Written by Ian O'Neill

…but the station's toilet has broken down again.

For $30 million, you can get a ride into space for a 10-day trip on board the International Space Station. To Richard Garriott, this is money well-spent. He got to spend months training for the experience and he will use the adventure to carry out experiments, educational programs and to follow in his father's footsteps. 25-years earlier, Owen Garriott flew on Space Shuttle Columbia, and before that he served on Skylab. Having successfully launched on board the Soyuz launch vehicle on Sunday, Garriott Jr. is keen to make space travel a family affair, and make some history along the way; he is the first second-generation American astronaut ever to be launched into space. It sounds like an exciting few days await the 47 year old computer video game entrepreneur… But like any positive story, there's a flip-side. The International Space Station, far from being The Ritz at the best of times, has been inflicted with a rather annoying inconvenience… the main toilet is out of order, requiring all on board to use the Soyuz en- suite. Although it is doubtful Garriott will get a room credit for the inconvenience, I'm sure the view of the Earth rotating below, the excitement of being involved in the biggest space project ever conceived, and the joy of zero-G will more than make up for the bathroom situation…

At 3:01 AM EDT (0701 GMT) Sunday morning, Richard Garriott blasted off from the Central Asian spaceport of Baikonur Cosmodrome in Kazakhstan aboard a Soyuz TMA-13 spacecraft. Expedition 18 is being used to ferry two new crewmembers to the ISS. American astronaut Michael Fincke and Russian cosmonaut Yury Lonchakov will keep Garriott company until tomorrow's (Tuesday) Soyuz docking with the station where the trio will join the existing ISS crewmembers Commander Sergei Volkov, Flight Engineer Oleg Kononenko and astronaut Gregory E. Chamitoff. Volkov and Kononenko will accompany Garriott when he is scheduled to return back to Earth on October 23rd.

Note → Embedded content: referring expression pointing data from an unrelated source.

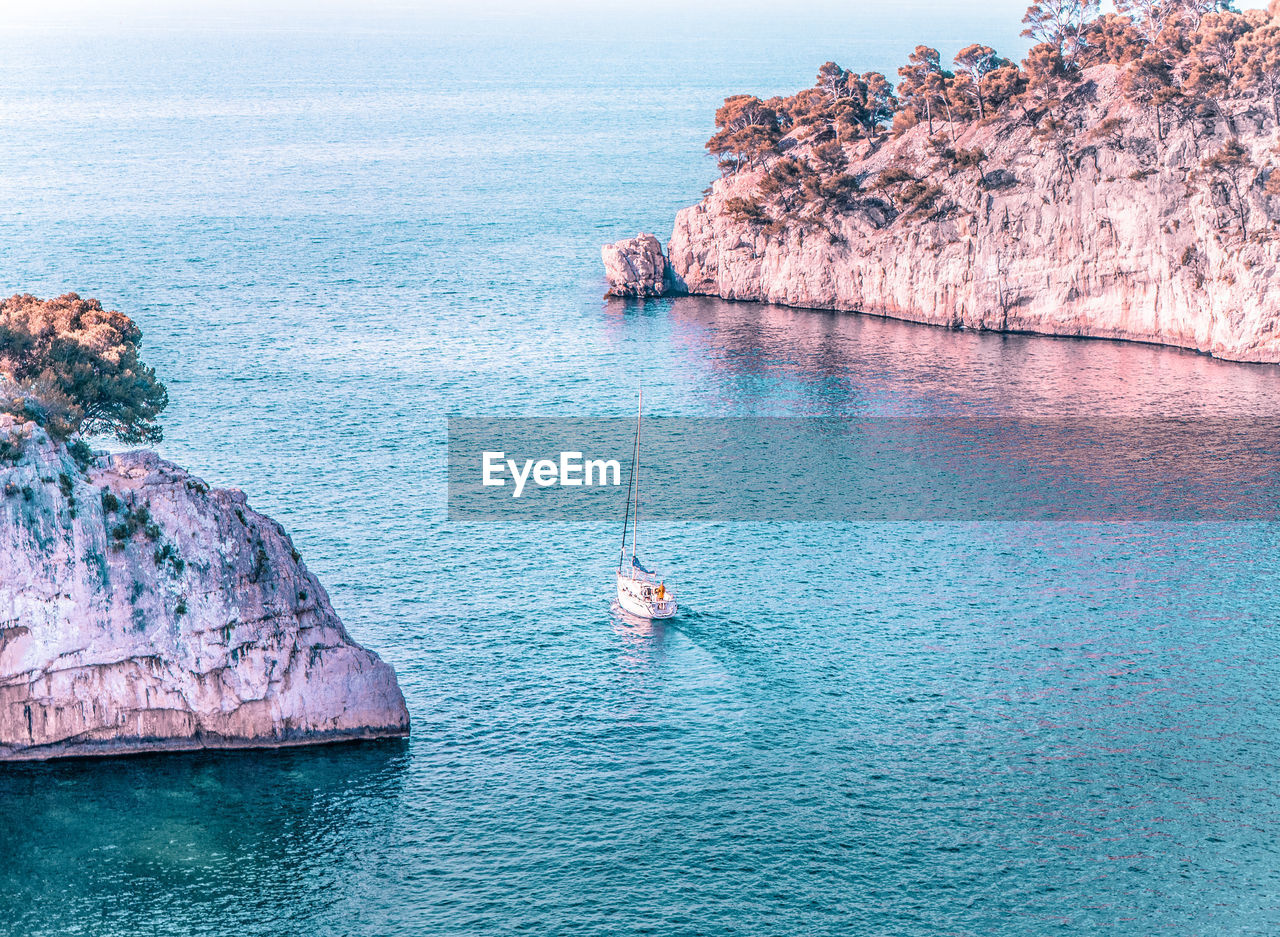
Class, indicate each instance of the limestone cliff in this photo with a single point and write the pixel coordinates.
(141, 609)
(1110, 232)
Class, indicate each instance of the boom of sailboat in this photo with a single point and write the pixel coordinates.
(641, 592)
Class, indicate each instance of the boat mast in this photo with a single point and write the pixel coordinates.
(635, 528)
(626, 520)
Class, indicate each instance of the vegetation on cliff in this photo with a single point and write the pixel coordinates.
(1183, 63)
(72, 366)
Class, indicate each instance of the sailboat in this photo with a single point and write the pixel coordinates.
(641, 592)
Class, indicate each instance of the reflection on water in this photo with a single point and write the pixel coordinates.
(813, 362)
(156, 844)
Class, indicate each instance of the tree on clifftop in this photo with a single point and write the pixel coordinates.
(1060, 23)
(924, 85)
(1260, 63)
(73, 368)
(976, 62)
(746, 132)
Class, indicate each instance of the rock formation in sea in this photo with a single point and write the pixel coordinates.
(1123, 183)
(635, 266)
(144, 611)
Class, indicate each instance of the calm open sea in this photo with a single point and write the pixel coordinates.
(333, 240)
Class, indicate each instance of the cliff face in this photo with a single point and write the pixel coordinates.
(141, 611)
(1114, 233)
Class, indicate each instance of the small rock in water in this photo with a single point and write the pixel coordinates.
(635, 266)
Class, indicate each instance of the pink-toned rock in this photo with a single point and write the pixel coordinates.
(1124, 241)
(635, 266)
(190, 625)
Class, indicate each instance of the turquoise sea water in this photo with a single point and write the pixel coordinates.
(333, 240)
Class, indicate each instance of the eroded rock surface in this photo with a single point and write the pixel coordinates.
(141, 609)
(1119, 233)
(635, 266)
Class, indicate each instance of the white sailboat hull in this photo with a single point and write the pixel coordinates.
(640, 598)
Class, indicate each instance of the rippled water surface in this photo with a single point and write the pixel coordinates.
(333, 241)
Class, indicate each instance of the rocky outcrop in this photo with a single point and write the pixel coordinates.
(142, 611)
(1112, 232)
(635, 266)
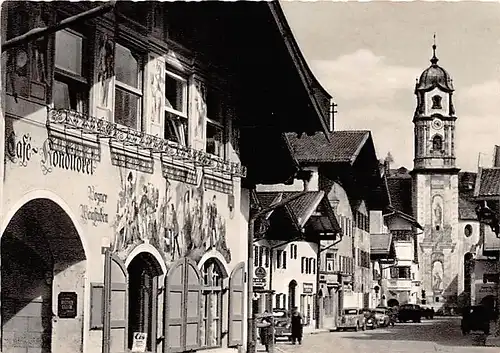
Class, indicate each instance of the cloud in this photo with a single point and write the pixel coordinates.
(374, 94)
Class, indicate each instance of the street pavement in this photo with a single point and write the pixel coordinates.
(438, 335)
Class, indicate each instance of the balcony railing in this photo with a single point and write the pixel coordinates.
(142, 141)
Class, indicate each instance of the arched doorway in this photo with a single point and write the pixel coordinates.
(143, 272)
(292, 289)
(42, 257)
(392, 302)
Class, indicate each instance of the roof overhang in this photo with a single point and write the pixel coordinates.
(392, 212)
(309, 215)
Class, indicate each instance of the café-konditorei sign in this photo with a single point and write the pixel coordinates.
(22, 149)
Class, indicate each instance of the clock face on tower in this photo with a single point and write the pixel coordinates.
(437, 124)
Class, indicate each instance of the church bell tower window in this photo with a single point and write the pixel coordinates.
(437, 143)
(436, 102)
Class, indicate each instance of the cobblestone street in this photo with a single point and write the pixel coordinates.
(439, 335)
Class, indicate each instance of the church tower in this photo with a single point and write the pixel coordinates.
(435, 187)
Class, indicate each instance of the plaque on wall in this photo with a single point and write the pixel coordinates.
(66, 305)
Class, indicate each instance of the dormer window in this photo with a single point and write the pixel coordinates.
(436, 102)
(437, 143)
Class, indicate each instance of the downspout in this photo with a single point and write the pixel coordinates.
(318, 277)
(251, 345)
(39, 32)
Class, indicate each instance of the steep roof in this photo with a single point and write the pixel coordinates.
(344, 146)
(380, 243)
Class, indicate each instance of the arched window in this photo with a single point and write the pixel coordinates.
(436, 102)
(437, 143)
(211, 328)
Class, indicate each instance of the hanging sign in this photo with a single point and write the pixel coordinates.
(139, 342)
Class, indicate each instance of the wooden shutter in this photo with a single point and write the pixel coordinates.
(174, 298)
(182, 307)
(115, 304)
(236, 323)
(192, 306)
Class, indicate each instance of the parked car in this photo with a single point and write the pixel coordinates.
(428, 313)
(352, 318)
(476, 318)
(382, 317)
(370, 320)
(410, 312)
(282, 323)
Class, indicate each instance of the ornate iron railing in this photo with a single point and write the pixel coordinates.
(130, 137)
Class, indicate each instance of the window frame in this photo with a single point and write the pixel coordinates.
(207, 290)
(209, 121)
(169, 72)
(138, 92)
(72, 79)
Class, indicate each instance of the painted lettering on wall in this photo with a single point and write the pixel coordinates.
(63, 159)
(93, 212)
(20, 150)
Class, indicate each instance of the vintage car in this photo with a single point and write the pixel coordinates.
(382, 317)
(282, 323)
(352, 318)
(476, 318)
(410, 312)
(428, 313)
(370, 320)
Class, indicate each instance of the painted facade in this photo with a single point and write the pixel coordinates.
(83, 178)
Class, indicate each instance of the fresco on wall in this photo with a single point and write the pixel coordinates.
(105, 69)
(437, 212)
(182, 224)
(437, 276)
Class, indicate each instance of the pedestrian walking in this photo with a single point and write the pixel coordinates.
(297, 326)
(264, 326)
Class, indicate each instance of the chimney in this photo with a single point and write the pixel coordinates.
(387, 167)
(496, 157)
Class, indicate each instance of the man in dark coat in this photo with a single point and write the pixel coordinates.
(297, 326)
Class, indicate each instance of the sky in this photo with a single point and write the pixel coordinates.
(368, 55)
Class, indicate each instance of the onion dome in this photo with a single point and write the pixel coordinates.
(434, 76)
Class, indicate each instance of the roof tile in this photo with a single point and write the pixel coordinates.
(342, 147)
(489, 185)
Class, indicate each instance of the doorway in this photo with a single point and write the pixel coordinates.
(143, 273)
(35, 261)
(292, 289)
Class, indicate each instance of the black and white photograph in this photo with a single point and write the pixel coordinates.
(250, 176)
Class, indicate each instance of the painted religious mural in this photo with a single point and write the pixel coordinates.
(182, 221)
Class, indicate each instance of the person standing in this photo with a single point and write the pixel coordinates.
(297, 326)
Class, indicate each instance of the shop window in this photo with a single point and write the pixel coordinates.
(143, 288)
(211, 328)
(71, 87)
(216, 120)
(176, 109)
(128, 88)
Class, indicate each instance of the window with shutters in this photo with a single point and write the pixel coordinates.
(211, 327)
(236, 318)
(128, 87)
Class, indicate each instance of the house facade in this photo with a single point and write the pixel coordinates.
(348, 173)
(128, 170)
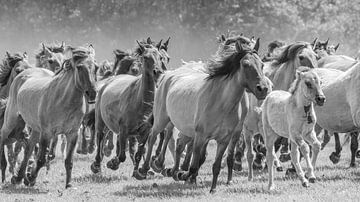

"Today, my dream of following in my father's footsteps to explore new frontiers is being realized," Garriott said in a statement shortly after launch in reference to his father, 77 year-old retired NASA scientist-astronaut Owen Garriott. "It's with honour and appreciation that I launch on my greatest adventure yet, and step into a role assumed by only five private individuals before me."